As a citizen journalist you have the privilege of doing pretty much everything yourself, be it writing, editing, web design, ad sales or anything else. You can’t pay yourself much less hire help. And let me say, if you are so lucky as to have friends, don’t spoil those relationships by asking them to edit you pro bono. It just won’t work. In time you may get readers to help but till then you’ll have to rely on your own judgment.

So bone up on the basics. Surely you have a copy of Strunk & White’s The Elements of Style, which preaches the virtue of using hard-working nouns and verbs instead of flashy but feckless adjectives and adverbs.

But even a used copy of that 1918 classic will set a blogger back a few bucks, so suject to the old “You get what you pay for” caveat, here are three free tips for those doubly doomed to write and edit their own words. 

  • Know what you’re talking about: This is not a put down.
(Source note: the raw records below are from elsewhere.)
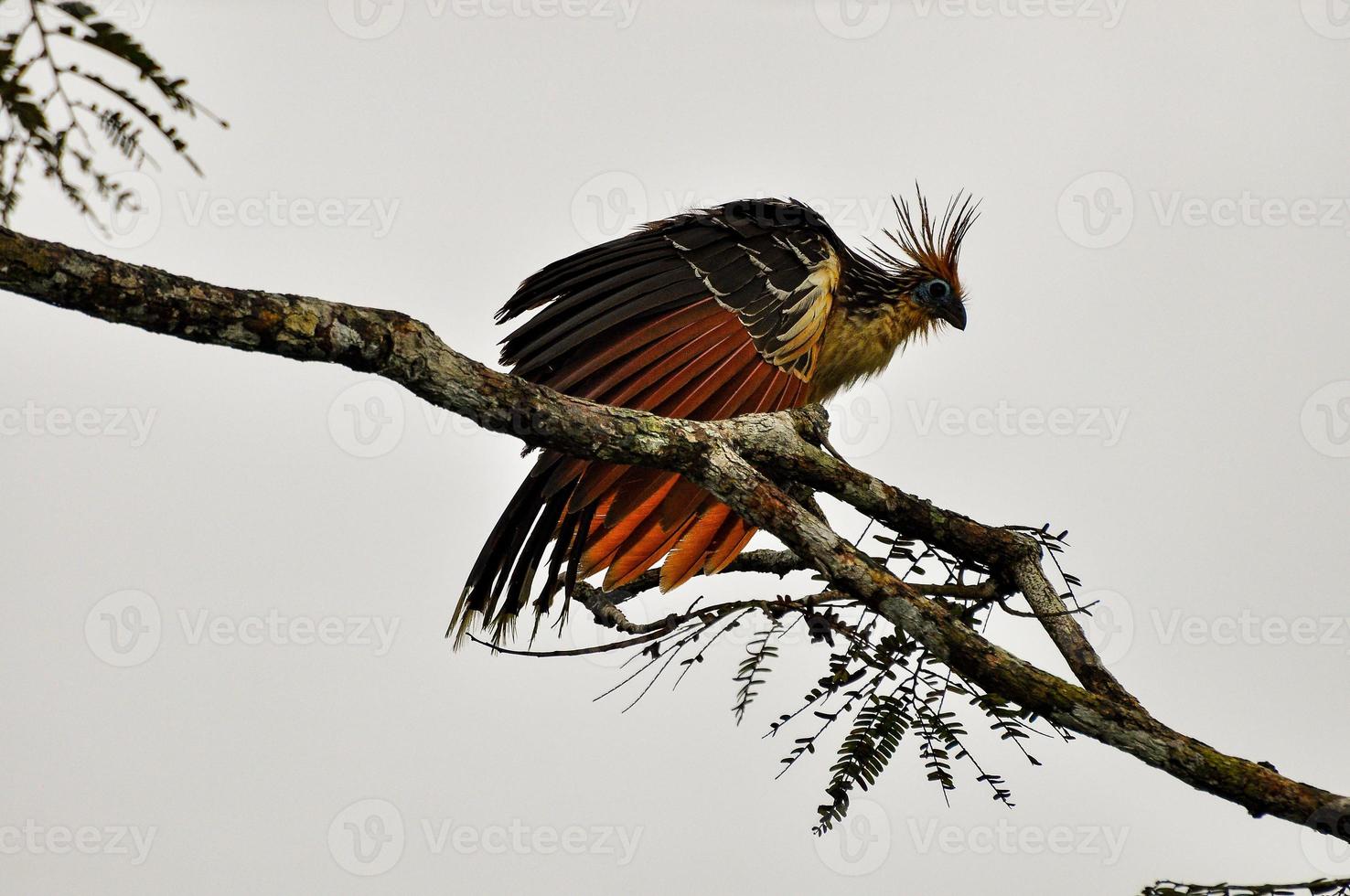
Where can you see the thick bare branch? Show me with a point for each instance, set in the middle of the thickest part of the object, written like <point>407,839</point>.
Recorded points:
<point>728,458</point>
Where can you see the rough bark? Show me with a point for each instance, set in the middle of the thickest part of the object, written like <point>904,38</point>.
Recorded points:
<point>742,462</point>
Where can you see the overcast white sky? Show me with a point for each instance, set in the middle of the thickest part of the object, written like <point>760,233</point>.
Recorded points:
<point>1156,360</point>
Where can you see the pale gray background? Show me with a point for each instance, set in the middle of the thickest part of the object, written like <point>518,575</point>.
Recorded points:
<point>509,141</point>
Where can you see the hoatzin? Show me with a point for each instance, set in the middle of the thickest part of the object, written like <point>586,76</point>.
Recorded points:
<point>749,306</point>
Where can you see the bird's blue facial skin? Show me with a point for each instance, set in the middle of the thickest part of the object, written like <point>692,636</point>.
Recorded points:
<point>941,301</point>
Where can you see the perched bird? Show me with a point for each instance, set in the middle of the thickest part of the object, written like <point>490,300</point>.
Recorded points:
<point>754,305</point>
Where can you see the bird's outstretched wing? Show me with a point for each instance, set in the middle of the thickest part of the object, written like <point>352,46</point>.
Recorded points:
<point>703,316</point>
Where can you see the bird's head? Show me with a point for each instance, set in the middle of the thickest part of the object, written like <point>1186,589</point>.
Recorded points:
<point>924,281</point>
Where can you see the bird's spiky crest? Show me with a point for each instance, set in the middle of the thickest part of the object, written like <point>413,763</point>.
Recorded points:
<point>930,244</point>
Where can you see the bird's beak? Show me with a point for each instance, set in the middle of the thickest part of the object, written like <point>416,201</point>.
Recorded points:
<point>950,309</point>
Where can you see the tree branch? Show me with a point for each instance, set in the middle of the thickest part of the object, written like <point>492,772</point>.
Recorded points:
<point>728,458</point>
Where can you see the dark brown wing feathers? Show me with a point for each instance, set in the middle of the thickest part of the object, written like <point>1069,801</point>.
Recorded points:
<point>702,316</point>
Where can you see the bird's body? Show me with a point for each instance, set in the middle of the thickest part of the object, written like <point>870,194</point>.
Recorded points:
<point>749,306</point>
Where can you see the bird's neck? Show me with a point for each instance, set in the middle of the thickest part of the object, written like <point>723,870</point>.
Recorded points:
<point>859,342</point>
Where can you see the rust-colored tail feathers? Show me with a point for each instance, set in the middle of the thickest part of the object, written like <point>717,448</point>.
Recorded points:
<point>680,319</point>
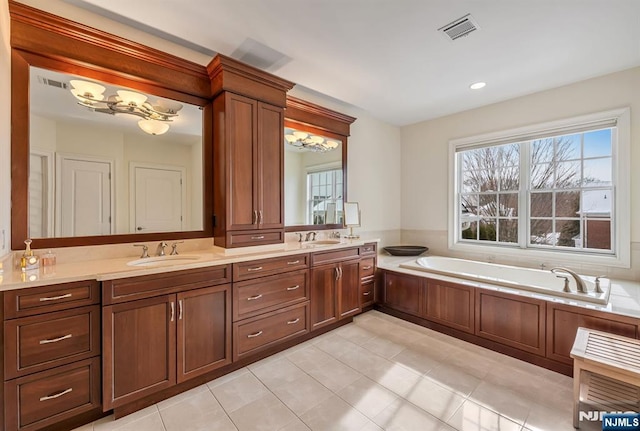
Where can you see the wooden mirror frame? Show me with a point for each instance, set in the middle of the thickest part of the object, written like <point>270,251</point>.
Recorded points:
<point>45,40</point>
<point>307,116</point>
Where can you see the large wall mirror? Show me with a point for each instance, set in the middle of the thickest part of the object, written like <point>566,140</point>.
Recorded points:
<point>315,166</point>
<point>111,141</point>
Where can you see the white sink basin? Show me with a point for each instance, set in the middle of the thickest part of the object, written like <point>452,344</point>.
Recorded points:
<point>164,260</point>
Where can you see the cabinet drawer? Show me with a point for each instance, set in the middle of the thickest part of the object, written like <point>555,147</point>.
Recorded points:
<point>367,267</point>
<point>369,248</point>
<point>258,333</point>
<point>133,288</point>
<point>37,300</point>
<point>260,268</point>
<point>42,399</point>
<point>334,256</point>
<point>40,342</point>
<point>265,294</point>
<point>245,239</point>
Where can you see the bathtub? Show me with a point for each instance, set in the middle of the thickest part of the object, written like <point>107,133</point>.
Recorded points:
<point>535,280</point>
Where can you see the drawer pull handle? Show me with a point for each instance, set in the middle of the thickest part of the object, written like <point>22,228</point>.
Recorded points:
<point>55,340</point>
<point>55,298</point>
<point>58,395</point>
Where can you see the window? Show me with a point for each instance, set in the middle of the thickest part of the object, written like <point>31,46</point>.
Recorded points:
<point>324,197</point>
<point>553,188</point>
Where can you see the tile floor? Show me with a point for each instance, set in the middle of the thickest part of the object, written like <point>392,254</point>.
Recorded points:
<point>376,373</point>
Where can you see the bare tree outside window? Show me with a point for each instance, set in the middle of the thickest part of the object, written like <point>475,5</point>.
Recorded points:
<point>568,179</point>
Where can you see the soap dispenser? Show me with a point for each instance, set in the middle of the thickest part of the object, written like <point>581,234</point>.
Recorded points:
<point>28,261</point>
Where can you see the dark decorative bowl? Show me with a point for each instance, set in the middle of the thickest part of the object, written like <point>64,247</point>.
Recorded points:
<point>406,250</point>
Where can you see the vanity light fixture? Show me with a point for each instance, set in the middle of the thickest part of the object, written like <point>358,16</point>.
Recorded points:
<point>311,142</point>
<point>154,117</point>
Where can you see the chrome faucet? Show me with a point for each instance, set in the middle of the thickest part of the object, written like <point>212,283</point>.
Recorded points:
<point>161,248</point>
<point>582,288</point>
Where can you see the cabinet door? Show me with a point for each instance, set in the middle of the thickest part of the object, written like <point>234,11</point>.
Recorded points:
<point>324,307</point>
<point>451,305</point>
<point>271,166</point>
<point>403,293</point>
<point>563,323</point>
<point>349,289</point>
<point>511,320</point>
<point>204,330</point>
<point>139,353</point>
<point>241,123</point>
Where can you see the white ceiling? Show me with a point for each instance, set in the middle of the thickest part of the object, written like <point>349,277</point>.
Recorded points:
<point>387,57</point>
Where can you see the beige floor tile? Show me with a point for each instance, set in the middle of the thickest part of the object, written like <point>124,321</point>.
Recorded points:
<point>275,373</point>
<point>367,396</point>
<point>471,417</point>
<point>501,400</point>
<point>454,379</point>
<point>434,399</point>
<point>239,392</point>
<point>151,422</point>
<point>267,413</point>
<point>383,346</point>
<point>354,333</point>
<point>334,414</point>
<point>108,423</point>
<point>401,415</point>
<point>199,412</point>
<point>302,394</point>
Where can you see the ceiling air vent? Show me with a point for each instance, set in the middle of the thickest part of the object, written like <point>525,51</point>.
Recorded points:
<point>459,28</point>
<point>52,83</point>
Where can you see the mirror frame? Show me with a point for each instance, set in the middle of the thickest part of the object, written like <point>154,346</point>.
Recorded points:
<point>45,40</point>
<point>307,116</point>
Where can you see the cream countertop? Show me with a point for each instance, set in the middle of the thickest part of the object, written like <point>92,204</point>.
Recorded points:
<point>624,298</point>
<point>114,268</point>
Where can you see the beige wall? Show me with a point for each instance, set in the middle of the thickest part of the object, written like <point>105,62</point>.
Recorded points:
<point>425,163</point>
<point>5,130</point>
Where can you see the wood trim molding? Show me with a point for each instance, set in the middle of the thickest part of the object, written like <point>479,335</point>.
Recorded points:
<point>318,116</point>
<point>227,74</point>
<point>49,35</point>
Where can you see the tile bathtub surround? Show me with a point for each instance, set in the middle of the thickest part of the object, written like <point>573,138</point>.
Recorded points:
<point>377,373</point>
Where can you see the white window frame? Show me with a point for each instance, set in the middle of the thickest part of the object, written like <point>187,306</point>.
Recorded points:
<point>621,256</point>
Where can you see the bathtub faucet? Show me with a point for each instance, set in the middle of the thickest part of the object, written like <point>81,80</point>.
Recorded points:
<point>582,288</point>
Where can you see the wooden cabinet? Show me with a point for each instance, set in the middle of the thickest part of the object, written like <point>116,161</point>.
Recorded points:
<point>451,305</point>
<point>563,322</point>
<point>51,354</point>
<point>248,164</point>
<point>511,320</point>
<point>404,293</point>
<point>178,327</point>
<point>335,286</point>
<point>270,302</point>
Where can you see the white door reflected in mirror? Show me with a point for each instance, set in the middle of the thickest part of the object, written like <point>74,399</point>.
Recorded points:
<point>351,217</point>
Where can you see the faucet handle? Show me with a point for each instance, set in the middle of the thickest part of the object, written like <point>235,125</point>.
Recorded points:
<point>597,282</point>
<point>566,283</point>
<point>145,250</point>
<point>174,248</point>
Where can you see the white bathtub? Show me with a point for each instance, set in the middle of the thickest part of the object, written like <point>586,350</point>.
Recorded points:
<point>511,276</point>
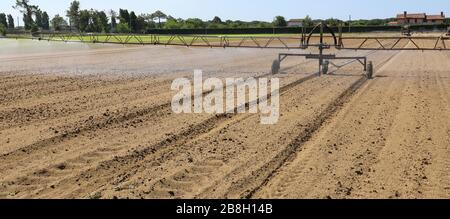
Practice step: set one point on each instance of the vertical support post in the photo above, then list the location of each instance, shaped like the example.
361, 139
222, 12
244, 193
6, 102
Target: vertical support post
340, 36
321, 49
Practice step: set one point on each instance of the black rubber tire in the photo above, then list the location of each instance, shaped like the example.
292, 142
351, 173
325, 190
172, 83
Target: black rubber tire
275, 67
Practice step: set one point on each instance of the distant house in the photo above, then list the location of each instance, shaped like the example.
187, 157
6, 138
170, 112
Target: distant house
295, 23
420, 18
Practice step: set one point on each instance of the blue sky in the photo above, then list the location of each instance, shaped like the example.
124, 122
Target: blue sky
248, 10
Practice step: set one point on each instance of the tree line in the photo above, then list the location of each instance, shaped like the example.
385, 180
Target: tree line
125, 21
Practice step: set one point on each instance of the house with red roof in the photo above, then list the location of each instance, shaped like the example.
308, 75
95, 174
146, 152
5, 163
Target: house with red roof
420, 18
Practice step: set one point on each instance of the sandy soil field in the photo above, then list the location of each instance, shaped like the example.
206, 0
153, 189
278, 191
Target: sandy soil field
95, 121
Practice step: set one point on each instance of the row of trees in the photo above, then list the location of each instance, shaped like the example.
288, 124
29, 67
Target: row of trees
33, 17
127, 21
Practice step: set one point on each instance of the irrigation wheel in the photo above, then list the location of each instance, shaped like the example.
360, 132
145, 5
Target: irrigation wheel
275, 67
369, 72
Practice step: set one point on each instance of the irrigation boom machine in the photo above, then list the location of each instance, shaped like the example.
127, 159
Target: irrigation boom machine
321, 38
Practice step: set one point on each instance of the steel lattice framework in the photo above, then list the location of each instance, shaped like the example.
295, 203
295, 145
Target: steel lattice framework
320, 37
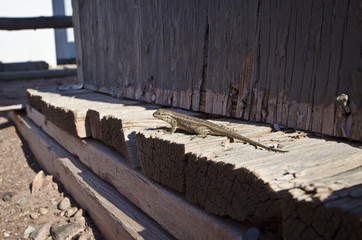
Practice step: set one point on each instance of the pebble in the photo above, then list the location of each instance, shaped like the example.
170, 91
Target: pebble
64, 204
21, 201
28, 231
24, 211
41, 233
71, 212
13, 217
35, 215
7, 196
37, 182
66, 231
86, 235
79, 220
43, 211
79, 213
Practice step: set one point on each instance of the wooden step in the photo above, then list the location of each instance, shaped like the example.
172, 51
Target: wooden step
283, 192
182, 219
84, 113
115, 216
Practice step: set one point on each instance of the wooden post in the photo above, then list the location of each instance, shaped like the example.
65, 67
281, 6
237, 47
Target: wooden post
35, 23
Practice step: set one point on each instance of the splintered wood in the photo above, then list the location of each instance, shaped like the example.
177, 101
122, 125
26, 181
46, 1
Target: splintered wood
274, 190
312, 191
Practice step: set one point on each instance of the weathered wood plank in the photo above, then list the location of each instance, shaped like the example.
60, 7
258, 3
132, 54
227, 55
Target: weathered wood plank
69, 108
12, 108
23, 66
114, 215
35, 22
117, 127
250, 184
170, 210
56, 73
283, 62
14, 92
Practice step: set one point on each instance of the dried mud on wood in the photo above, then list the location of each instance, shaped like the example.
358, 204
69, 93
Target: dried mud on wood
253, 185
261, 61
115, 216
142, 191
It’s a recognition of the fact that good writing starts with good reporting. Each time I sit down to write – and I write for public consumption nearly every day — I find that I’m not certain about some important point. I’ve learned to have the means to reach sources after hours, and otherwise finds ways to fact-check (how did we work before search engines?). When all else fails I follow the rule: when in doubt leave it out. We are not writing the absolute, drop-dead final word on whatever it is. Just be accurate in what you do say; try to really grasp the entire story and then figure out how to get across the main themes; be fair to those with whom you disagree or you’ll end up being marginalized; and if at all possible, write the piece and let it cool overnight. You’ll be surprised how much easier it will be to edit yourself when you come back with a fresh eye.
  • The less you say, the more they’ll remember: As Shakespeare wrote in 1603: “Brevity is the soul of wit.” What was true way back then, just decades after Gutenberg, is all the more true in an era of citizen media. Words are cheap. What is scarce is the time to read them. That is the kernel of a brilliant meme called the Attention Economy. In this competition for attention your job is to make the complex simple in as few words as possible. Make yourself useful and readers will return. Of course no one said this would be easy. But that’s why you get the big bucks. Oh, wait, you’re a citizen journalist. You don’t get any bucks! Oh, well, at least you’re building character. 
  •  Give yourself a break; readers do: That’s not my say-so. Web guru David Weinberger made such a remark in his keynote speech at a conference that I attended last week in Las Vegas. He said blog readers understand that you’re doing it all yourself. They don’t hold you to the same standard as paid journalists who get nasty comments when they screw up just as professional  ballplayers get booed for making errors. (“Readers want revenge,” Weinberger said speaking of their feelings toward mainstream media, and as a newspaper reporter I say amen; click here, hit “control F” and search for “parallel universe” to see how a reader lampooned one of my recent boo-boos.) But the reader ethic may be changing. Online media, which invite participation, turn their errors to advantage. They say: thank you eagle-eyed reader for your assist. Slate magazine described one reader from Palo Alto as its unpaid, fact-checking department. So relax. You’re allowed to goof occasionally. That, says Weinberger, is what gives your blog its human voice in contrast to slick but dead corporate messages or polished but lifeless mainstream media stories. And by all means don’t fret  that you now see defects in your past work. That’s called improving and it’s a good thing!